Ayer, frente a la hermosa mirada de la Virgen de la Puerta, compartí migas de pan con las palomas.
Tenía algo de dolor de cabeza ni bien llegué a Otuzco. El dolor no era por el viaje, sino porque a una señora, que hablaba demasiado con un argentino de Huaral, se le ocurrió hecharse perfume minutos antes de que el auto llegará a Otuzco. El perfume, honestamente, apestaba. A nadie, con el olfato perruno, como el mío, le desearía tal tortura. Recordé al asesino de la novela El perfume y quería ser él por unos instantes y cobrar venganza.
Me recuperé de la tortura de olor desagradable.
La Virgen miraba, desde su altar, serena y enigmática, al solitario personaje recibiendo la lluvia y compartiendo el pan(de cada día) con las palomas.
La Virgen, oh, qué lindos ojos tiene.
Me estoy enamorando de la Virgen. Aún no le dije nada y tampoco le he pedido algo. Me contento con mirar sus lindos ojos y sentir que me mira.

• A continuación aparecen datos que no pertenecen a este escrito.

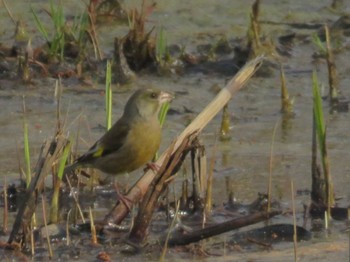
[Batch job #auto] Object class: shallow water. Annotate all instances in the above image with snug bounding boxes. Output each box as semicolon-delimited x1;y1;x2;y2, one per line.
1;0;350;261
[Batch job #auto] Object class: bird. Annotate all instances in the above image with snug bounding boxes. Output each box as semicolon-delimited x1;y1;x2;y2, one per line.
64;88;174;176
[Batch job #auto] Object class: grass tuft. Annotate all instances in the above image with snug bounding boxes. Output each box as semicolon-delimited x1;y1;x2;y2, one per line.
156;26;168;66
312;70;334;217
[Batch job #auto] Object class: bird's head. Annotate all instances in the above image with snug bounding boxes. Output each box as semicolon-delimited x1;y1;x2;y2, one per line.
124;88;174;120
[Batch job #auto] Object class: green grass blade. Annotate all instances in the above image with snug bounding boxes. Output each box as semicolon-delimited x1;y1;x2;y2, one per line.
312;71;325;157
312;70;334;213
311;33;326;54
23;120;31;187
156;26;167;63
31;6;49;42
51;141;71;223
57;141;71;180
74;11;88;43
53;0;64;30
154;102;170;161
105;60;112;130
59;32;65;61
158;102;170;128
50;0;64;31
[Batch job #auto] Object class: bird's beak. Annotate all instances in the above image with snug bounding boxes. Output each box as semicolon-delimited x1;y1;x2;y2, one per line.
159;91;174;104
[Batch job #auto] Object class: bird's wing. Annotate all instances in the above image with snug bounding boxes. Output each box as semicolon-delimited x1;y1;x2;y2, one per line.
74;117;131;164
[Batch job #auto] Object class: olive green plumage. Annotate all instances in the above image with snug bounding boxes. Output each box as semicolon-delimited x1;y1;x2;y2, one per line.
65;88;173;175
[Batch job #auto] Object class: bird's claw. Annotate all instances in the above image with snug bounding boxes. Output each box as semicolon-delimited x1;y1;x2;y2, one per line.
144;162;160;173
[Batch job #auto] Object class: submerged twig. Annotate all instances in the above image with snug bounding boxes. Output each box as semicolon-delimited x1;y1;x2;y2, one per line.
164;210;281;246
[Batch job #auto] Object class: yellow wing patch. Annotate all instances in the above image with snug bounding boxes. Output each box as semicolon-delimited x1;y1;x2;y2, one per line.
92;146;104;158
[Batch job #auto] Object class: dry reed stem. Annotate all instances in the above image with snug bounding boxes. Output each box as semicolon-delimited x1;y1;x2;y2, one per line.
267;119;279;213
41;194;53;259
325;25;338;102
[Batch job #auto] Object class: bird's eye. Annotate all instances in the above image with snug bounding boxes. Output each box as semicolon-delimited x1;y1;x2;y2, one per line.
150;92;158;99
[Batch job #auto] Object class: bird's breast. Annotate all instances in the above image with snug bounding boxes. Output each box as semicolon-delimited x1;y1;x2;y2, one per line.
125;119;161;172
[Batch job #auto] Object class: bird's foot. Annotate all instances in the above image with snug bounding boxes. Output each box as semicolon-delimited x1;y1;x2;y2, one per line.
143;162;160;173
114;184;133;211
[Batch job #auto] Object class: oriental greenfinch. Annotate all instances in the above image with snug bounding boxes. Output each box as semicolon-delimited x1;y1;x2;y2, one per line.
65;88;173;175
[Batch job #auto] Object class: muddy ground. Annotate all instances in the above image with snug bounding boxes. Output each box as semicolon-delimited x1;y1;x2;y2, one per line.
0;0;350;261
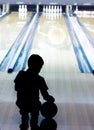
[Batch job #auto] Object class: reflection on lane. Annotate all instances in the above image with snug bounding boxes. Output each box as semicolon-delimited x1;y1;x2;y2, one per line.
67;16;94;73
0;12;31;63
79;17;94;39
31;13;79;73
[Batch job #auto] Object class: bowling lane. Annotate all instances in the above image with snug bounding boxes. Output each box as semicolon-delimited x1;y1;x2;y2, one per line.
0;12;31;63
79;17;94;38
30;13;80;74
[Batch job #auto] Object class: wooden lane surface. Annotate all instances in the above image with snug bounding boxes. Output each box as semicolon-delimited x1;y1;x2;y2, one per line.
0;12;31;63
79;17;94;38
30;14;80;74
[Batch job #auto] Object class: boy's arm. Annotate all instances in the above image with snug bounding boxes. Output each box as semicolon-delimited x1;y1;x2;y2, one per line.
14;71;25;91
40;78;55;102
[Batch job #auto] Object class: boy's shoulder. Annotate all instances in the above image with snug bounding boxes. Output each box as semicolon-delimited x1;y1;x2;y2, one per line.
14;70;25;83
17;70;26;78
19;70;25;74
38;75;46;84
38;74;44;79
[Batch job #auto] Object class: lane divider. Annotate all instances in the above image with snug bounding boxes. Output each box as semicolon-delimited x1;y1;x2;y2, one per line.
8;13;38;73
0;13;35;72
13;13;42;71
64;14;92;73
69;16;94;72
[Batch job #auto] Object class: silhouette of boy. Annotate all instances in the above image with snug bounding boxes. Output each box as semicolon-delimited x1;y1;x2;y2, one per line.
14;54;55;130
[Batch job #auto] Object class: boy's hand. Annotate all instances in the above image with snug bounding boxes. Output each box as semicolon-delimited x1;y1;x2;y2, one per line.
47;95;55;103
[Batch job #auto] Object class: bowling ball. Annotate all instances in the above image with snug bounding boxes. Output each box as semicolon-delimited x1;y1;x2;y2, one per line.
40;102;58;118
40;118;57;130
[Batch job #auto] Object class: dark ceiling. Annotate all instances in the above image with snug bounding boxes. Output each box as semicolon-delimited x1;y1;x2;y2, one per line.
0;0;94;5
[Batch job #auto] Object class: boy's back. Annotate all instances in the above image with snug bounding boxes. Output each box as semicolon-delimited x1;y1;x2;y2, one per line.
14;54;55;130
14;69;49;109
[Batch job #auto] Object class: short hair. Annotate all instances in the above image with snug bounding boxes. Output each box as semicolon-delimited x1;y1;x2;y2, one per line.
28;54;44;69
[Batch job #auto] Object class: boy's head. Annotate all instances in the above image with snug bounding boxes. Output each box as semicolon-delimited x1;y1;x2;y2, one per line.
28;54;44;73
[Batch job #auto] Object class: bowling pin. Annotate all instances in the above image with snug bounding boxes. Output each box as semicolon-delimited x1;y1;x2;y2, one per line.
46;6;48;13
24;5;27;14
18;5;22;14
60;6;62;14
57;6;59;14
54;6;56;14
43;5;46;13
21;5;24;14
48;5;50;14
51;5;54;14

Quizás quería llamar la atención de la Virgen mientras me mojaba con la lluvia en un acto casi sacramental.
Mis visitas a la Virgen, de algunos silenciosos minutos, ya se han vuelto usuales los días viernes, al mediodía, bajo un cielo enorme, antes de comenzar las clases de mecánica clásica. A esa hora, además, hay pocos devotos y ella, y sus ojos, está más desocupada.

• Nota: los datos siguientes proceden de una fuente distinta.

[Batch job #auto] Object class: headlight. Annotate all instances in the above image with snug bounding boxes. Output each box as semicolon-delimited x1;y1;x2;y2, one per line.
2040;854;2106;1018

Los cerros, imponentes, también me miraban. Ellos también son buena gente y muy protectores.
Yo estaba sentado en una banca de la plaza de Otuzco mientras caía la lluvia. No me importaba mojarme. Quería sentir la lluvia. Quería recordar algo de las lluvias de selva. Aunque la lluvia en la selva te abraza más fuerte.
Hace muchos años que no sentía la lluvia. No sentía su energía y su capacidad que tiene para renovar mi cuerpo.
La gente corría a buscar un lugar para protegerse de la lluvia. ¿Protegerse de qué? Yo recibía la lluvia desde las estrellas y quería volar.
Comía y compartía con las palomas un suave y fresco pan otuzccano. La lluvia seguía.
La Virgen, dicen los lugareños, nunca olvida sus promesas. Las musas sí(salvo Penelope).
La lluvia caía, fría y monótona. Yo, sentado en aquella banca inolvidable, ya no era de este mundo. Era la lluvia. Era el cielo. Era el viento. Era el cerro.
Las palomas son amables y gustan de las migas de pan. Hice muchas amigas aladas, todas ellas poetisas.